Поддержку своим научным экспериментам профессор встречает лишь в лагере передовых советских людей… Он приближается к революционному лагерю, окружает себя передовой научной молодежью в лице своих аспирантов-комсомольцев. Сюжетная канва пьесы дает возможность поставить ряд проблем о взаимоотношениях науки и религии…»

Проблемы поставлены, пресса вслед за «Правдой» аплодировала, а спектакль уже через полгода пришлось снять: он скучен, невыносимо скучен, уныл и убог. На него просто никто не ходит. Пытался гальванизировать «Опыт» в 1934 году архангельский театр, но и там его ждал провал. Не спасли ни конъюнктурная тема, ни правильно поставленные проблемы о взаимоотношениях науки и религии, ни оптимистическое звучание. О звучании драматург и режиссер пеклись особенно горячо: несмотря на то, что эксперимент не удался, мальчик, сын профессора, погибает, никакого пессимизма в «Опыте» нет и в помине. Наоборот! Главный герой переполнен энтузиазмом. «Слезы оставим матери, — восклицает он, стоя возле трупа собственного ребенка. — У нас же торжество победы! Впереди такая радостная работа!»

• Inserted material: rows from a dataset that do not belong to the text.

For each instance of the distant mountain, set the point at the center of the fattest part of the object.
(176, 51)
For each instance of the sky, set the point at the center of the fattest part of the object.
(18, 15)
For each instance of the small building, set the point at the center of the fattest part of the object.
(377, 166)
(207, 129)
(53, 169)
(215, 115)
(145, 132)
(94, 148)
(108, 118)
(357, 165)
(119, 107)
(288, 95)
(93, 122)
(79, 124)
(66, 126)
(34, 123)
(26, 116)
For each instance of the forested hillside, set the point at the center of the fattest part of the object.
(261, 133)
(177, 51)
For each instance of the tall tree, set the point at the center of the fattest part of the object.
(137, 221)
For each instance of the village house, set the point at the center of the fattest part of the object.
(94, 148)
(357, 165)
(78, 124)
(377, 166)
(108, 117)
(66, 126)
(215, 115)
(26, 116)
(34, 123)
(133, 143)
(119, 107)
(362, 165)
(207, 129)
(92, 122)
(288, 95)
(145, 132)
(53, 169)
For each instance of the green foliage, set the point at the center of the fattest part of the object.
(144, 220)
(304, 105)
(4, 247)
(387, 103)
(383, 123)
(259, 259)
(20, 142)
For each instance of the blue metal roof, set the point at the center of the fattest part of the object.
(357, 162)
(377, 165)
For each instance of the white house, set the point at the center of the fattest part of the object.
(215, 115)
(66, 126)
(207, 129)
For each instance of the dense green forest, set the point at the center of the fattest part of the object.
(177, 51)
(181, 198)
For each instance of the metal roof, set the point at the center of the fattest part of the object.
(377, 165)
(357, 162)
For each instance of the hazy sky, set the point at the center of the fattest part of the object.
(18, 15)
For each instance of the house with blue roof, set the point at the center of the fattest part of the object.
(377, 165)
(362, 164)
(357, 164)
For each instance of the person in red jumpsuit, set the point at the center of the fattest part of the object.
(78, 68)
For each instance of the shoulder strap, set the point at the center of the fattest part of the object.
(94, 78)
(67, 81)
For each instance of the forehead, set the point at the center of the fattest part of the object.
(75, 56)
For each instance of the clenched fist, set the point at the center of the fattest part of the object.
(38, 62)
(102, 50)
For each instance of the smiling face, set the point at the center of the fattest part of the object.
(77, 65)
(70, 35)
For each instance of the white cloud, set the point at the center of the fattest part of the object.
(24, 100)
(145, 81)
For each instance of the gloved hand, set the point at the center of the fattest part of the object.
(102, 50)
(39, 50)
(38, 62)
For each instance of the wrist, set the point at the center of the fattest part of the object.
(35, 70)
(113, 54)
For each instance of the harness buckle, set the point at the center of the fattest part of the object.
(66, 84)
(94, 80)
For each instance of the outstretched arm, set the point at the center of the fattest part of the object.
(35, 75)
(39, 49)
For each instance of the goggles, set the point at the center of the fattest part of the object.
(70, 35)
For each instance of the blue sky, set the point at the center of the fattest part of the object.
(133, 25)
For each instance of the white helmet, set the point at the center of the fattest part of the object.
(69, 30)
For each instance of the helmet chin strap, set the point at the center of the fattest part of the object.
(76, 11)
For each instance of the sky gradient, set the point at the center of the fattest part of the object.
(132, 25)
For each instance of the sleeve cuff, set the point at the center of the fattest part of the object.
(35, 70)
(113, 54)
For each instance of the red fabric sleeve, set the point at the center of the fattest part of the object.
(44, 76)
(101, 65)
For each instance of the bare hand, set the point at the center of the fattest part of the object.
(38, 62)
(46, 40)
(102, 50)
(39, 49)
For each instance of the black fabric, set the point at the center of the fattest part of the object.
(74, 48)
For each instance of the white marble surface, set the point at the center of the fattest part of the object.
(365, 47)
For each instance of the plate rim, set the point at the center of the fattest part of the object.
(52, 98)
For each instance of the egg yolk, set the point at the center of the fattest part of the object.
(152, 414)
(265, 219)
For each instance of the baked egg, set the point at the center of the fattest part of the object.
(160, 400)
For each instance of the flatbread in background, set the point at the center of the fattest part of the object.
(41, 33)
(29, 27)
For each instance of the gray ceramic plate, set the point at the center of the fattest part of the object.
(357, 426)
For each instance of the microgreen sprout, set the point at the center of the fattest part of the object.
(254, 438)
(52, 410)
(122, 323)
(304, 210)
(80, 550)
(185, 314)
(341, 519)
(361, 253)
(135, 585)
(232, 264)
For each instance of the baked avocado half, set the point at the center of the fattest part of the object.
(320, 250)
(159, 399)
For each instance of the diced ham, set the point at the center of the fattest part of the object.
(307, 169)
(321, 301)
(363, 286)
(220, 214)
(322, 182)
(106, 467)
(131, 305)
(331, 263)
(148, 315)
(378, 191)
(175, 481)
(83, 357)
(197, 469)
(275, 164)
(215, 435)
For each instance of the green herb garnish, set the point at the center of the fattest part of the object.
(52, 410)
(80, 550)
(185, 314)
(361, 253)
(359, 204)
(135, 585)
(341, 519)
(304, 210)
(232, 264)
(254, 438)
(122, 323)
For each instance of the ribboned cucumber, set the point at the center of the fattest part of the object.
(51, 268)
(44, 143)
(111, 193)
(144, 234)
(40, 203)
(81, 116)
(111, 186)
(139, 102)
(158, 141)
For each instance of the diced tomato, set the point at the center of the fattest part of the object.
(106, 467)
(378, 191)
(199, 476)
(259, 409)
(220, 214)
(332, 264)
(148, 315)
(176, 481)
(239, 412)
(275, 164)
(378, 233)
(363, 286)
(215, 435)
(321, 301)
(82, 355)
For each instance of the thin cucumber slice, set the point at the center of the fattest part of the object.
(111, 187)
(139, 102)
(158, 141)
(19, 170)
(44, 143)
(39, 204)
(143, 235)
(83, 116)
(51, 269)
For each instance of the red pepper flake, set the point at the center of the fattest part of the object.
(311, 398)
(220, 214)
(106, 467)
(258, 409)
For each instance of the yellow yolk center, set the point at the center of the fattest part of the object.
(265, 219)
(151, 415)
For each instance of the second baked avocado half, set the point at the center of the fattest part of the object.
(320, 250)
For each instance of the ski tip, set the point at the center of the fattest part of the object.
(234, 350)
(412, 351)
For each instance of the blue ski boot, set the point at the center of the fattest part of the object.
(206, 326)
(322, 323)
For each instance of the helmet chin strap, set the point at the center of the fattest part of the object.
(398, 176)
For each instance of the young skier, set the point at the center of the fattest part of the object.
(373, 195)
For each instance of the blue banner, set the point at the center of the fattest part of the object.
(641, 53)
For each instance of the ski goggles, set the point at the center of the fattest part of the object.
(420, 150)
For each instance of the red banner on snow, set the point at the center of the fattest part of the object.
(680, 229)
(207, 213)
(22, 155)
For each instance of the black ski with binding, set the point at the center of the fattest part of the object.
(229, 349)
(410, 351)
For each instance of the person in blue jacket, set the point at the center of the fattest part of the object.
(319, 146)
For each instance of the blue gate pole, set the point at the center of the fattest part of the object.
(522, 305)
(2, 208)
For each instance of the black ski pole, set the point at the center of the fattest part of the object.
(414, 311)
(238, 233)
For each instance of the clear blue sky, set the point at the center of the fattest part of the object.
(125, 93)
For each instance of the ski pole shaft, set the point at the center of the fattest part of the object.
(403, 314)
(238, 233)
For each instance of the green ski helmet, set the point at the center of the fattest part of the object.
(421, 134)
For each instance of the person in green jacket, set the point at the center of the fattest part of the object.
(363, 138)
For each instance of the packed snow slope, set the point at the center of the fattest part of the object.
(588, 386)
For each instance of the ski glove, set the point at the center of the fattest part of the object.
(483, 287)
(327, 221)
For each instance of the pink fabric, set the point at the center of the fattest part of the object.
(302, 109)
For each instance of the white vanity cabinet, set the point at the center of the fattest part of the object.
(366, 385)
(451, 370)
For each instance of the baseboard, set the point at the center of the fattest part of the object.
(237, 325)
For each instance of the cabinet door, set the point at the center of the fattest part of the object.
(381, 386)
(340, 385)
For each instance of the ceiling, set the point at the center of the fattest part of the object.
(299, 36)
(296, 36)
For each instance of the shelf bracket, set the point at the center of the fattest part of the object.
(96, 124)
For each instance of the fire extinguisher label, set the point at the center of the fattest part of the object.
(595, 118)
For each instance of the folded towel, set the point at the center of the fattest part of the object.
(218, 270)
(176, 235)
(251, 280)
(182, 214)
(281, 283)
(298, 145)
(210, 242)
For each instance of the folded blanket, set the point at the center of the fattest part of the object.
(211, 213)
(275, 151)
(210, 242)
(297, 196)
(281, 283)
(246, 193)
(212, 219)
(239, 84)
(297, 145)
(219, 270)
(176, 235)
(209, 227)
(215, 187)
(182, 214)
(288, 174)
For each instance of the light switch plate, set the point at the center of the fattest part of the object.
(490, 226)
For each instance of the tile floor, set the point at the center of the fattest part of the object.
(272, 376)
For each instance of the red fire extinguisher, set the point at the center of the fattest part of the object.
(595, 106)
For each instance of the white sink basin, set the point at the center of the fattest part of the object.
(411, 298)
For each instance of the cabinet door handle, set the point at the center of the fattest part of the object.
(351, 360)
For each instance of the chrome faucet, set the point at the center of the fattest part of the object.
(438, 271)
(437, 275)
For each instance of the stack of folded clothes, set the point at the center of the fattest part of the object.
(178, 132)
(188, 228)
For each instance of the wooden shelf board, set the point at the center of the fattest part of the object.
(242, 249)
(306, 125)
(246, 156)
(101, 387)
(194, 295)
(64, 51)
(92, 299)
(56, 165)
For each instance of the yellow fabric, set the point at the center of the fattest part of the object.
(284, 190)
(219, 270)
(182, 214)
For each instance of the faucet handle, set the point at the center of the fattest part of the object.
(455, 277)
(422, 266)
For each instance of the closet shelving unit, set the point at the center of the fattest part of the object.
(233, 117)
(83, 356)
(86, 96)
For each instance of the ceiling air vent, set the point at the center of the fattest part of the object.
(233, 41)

В том самом 1930 году, когда Константин Андреевич Тренев и Сергей Николаевич Сергеев-Ценский в обстановке сердечного согласия заключили свой первый многообещающий договор, за ту же тему взялся Борис Лавренев. Есть основания подозревать, что тему, как и Борисоглебский, получил он в самых высоких инстанциях. Из всех заказных сочинений о «деле Михайловского» сочинение Лавренева наиболее профессионально грамотное и самое отталкивающее.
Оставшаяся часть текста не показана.